Oh, by the way, I can heartily recommend the Lamy Safari. It is under twenty dollars, will last you forever and is an excellent pen.
Here is Mozart's "Haffner" Symphony with the Royal Concergebouw conducted by Bernard Haitink which Mozart wrote down with the predecessor to the fountain pen, the quill pen.
4 comments:
Some years ago I was dashing through the Rome airport on my way to a connecting flight to Macedonia when a colorful Lamy shop caught my eye. I didn't know the brand but took the time to try out a Safari then congratulated myself on my ability to resist it. No compulsive purchases for me. I obsessed about it during my stay in Macedonia then risked missing my connecting flight on the way back to stop and buy two Lamy Safari pens one in black and one in yellow. We should start a club. Great nib. Laurence Durrell, the English writer lived for years in Sommieres France. The local bookstore owner told me he wrote only with Papermate Flair pens. He'd buy them by the box. He probably didn't know about the Lamy Safari.
Christine, welcome back! We have missed you.
As someone once said, "Me, I can resist everything except temptation!"

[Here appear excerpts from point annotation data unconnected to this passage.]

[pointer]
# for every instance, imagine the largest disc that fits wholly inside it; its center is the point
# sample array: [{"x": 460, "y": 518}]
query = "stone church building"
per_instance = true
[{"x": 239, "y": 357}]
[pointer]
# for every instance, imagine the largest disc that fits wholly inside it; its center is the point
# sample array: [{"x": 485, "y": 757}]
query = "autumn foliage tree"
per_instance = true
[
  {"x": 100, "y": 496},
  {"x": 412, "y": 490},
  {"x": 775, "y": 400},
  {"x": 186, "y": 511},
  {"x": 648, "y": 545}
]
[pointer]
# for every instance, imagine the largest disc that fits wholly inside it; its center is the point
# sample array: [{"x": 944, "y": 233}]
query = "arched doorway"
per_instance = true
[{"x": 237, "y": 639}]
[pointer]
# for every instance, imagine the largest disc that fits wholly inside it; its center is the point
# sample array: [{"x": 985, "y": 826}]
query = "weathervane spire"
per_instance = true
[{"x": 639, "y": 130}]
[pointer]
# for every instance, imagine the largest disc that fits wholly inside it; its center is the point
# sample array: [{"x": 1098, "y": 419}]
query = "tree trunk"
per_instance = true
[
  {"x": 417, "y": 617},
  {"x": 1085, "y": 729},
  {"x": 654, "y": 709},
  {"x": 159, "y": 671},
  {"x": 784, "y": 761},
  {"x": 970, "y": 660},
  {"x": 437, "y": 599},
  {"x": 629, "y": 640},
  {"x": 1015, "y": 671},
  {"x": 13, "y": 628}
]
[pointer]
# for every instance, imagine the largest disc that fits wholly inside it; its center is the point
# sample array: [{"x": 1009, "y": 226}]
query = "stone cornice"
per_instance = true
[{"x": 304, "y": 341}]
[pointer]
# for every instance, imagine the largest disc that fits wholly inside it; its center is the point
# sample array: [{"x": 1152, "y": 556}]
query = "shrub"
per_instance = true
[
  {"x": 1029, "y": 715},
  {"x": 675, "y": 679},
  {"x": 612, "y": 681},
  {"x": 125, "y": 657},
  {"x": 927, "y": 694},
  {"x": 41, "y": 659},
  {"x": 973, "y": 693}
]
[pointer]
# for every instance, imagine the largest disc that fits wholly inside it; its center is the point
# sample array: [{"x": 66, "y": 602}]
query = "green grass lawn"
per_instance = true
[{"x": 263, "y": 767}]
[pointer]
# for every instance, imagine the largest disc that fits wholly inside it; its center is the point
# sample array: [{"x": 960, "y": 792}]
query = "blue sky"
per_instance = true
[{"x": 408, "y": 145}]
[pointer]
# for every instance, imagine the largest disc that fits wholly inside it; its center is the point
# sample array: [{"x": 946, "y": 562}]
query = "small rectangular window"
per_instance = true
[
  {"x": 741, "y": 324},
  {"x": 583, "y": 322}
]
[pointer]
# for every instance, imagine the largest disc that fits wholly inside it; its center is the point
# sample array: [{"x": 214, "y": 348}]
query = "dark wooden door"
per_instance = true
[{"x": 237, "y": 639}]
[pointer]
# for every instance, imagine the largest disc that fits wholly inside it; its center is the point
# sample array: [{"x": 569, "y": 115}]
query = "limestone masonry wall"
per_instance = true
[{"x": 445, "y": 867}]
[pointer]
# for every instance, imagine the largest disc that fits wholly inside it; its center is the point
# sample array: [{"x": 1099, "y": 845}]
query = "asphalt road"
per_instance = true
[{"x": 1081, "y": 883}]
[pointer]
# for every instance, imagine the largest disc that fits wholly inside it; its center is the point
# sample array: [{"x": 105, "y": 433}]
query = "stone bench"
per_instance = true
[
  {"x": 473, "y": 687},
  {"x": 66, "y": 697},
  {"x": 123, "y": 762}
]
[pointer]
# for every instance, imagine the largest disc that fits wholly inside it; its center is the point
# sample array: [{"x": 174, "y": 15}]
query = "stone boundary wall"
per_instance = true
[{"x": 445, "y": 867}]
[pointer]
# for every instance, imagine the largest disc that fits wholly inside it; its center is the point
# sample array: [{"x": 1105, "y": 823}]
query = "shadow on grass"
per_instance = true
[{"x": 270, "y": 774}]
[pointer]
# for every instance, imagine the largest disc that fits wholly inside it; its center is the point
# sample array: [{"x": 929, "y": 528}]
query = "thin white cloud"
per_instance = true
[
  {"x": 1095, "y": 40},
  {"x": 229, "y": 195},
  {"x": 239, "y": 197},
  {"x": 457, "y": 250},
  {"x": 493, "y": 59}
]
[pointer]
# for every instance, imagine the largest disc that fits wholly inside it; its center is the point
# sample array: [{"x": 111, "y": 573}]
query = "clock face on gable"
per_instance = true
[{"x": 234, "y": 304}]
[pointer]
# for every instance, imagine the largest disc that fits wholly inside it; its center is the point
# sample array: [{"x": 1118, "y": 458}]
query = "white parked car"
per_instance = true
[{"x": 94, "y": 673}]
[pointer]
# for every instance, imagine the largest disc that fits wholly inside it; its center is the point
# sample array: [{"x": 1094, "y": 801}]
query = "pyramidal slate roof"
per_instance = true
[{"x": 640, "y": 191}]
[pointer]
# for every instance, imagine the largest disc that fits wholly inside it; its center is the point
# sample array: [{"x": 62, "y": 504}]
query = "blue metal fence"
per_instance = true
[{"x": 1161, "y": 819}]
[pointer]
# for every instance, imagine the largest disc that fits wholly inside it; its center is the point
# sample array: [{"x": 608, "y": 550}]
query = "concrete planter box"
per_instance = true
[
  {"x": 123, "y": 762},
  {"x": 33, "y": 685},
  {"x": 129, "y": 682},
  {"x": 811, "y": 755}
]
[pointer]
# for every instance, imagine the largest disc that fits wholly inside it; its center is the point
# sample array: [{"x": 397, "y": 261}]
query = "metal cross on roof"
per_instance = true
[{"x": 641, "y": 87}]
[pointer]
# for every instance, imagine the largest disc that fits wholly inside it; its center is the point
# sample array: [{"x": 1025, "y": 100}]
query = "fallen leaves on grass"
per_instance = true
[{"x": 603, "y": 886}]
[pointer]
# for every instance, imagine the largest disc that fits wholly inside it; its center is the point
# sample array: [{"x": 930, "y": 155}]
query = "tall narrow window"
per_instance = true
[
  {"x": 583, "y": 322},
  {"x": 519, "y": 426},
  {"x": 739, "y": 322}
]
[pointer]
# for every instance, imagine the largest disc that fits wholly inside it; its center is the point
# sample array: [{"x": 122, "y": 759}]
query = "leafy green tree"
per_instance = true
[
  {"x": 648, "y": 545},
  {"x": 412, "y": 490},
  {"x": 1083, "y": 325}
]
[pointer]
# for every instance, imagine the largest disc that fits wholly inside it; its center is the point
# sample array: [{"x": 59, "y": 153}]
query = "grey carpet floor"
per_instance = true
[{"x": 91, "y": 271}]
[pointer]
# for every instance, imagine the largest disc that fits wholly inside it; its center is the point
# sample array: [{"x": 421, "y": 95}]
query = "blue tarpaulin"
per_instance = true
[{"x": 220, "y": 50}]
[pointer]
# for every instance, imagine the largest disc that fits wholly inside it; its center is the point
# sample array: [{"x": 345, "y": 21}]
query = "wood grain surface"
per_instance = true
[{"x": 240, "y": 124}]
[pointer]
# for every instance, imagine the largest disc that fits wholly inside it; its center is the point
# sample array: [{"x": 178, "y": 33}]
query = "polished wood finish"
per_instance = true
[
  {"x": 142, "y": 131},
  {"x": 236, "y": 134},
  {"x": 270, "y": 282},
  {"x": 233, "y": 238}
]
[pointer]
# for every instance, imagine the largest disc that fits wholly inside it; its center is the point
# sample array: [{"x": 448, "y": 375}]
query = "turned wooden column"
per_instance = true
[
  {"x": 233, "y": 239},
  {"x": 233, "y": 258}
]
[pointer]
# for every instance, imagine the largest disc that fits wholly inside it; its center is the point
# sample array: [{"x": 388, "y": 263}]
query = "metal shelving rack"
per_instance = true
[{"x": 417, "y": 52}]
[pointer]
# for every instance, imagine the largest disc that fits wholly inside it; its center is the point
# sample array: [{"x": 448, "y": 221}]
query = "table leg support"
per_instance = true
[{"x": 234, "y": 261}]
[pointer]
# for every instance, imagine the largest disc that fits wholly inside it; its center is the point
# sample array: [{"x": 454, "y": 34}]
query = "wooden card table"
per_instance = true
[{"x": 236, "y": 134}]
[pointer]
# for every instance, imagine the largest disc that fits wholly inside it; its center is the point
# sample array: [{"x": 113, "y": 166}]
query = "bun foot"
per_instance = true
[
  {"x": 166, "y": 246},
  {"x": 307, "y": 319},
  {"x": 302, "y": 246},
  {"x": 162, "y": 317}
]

I love my Lamy Safari, but it has some serious competition from the HongDian Black Forest and from the Pilot Metropolitain.
Oh god, Papermate Flair. The very thought of it would provoke bad prose for me!
I don't comment often but I'm still here. I always turn to the Music Salon to help recuperate from the dispiriting news cycle. It's a great resource. I have a sentimental fondness for fountain pens but find writing in longhand arduous. I'm a fast touch typist. When I was in high school typing class was obligatory because the director of the school had typed his entire doctoral thesis with two fingers and he was determined to spare us that experience. The typing class was filled with giant Underwood mechanical typewriters with nothing printed on any of the keys. There was a poster of the keyboard on the wall at the front of the class. So I never got in the habit of looking down. Typing has turned out to be one of the most useful and enduring skills I learned in high school which is pretty sad when you think about it. I do have to give a shout out to Mrs Barrett who made us subscribe to a weekly news magazine and then proceeded to teach us every propaganda technique in the book and made us comb through the articles each week to identify them. Pretty amazing. At the time I was writing with a silver colored stainless steel Cross pen and pencil set that I still have and use.
Christine, I am so glad you read the Music Salon regularly. We do try to be positive.
Coincidentally, the thing that I learned in high school that seems the most useful was typing in Grade 9! So I too, can touch type pretty well. But I love writing with the fountain pen. And it is connected to my returning to sketching musical ideas in pencil before I turn to the music software.
It sounds like we need a few thousand Mrs Barrett's to teach the current crop of kids, who obviously are being kept ignorant of history as they are being propagandized to an inch of their lives.
I have a Staedtler mechanical pencil I have had for at least thirty years. Still going strong!